Mulderzaak (verkeersboete). De officier van justitie heeft de vergoeding voor proceskosten ten onrechte vastgesteld op basis van het tarief voor samenhangende zaken. Het beroep tegen het niet tijdig nemen van een besluit (te weten het niet tijdig betalen van de proceskosten) is niet-ontvankelijk, omdat het is ingediend vóórdat de termijn voor het nemen van het besluit was verstreken en zonder dat de officier van justitie eerst in gebreke is gesteld. Er is geen wettelijke rente verschuldigd over een vergoeding voor proceskosten op grond van de Wet Mulder.

Uitspraak



RECHTBANK NOORD-HOLLAND

Handel, Kanton en Bewind

locatie Alkmaar

Zaaknummer : 8277160 \ WM VERZ 20-55

CJIB-nummer : [nummer]

Uitspraakdatum : 26 mei 2020

Uitspraak op een beroep als bedoeld in artikel 9 van de Wet administratiefrechtelijke handhaving verkeersvoorschriften (WAHV)

in de zaak van

naam : [betrokkene]

adres : [adres]

woonplaats : [woonplaats] (hierna te noemen: betrokkene)

gemachtigde : Verkeersboete.nl (N.G.A. Voorbach)

Het verloop van de procedure

Aan betrokkene is een administratieve sanctie (hierna te noemen: boete) opgelegd. Betrokkene heeft daartegen beroep ingesteld bij de officier van justitie. De officier van justitie heeft het beroep ongegrond dan wel niet-ontvankelijk verklaard. Tegen die beslissing is door betrokkene beroep ingesteld bij de kantonrechter.

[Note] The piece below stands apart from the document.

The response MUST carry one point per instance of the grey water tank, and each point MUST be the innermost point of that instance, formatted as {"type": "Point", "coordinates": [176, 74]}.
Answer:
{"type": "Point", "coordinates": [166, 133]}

De zaak is behandeld op de zitting van 12 mei 2020. Op de zitting is de vertegenwoordiger van de officier van justitie verschenen. Betrokkene is ook verschenen. De kantonrechter heeft na de zitting uitspraak gedaan.

Overwegingen

Betrokkene heeft in deze zaak op 6 september 2019 beroep ingesteld tegen de beslissing van de officier van justitie van 29 augustus 2019. In die beslissing staat dat aan betrokkene een proceskostenvergoeding is toegekend van € 256,00, op basis van een vergoeding voor samenhangende zaken, en dat dit bedrag binnen zes tot acht weken wordt betaald aan de gemachtigde van betrokkene.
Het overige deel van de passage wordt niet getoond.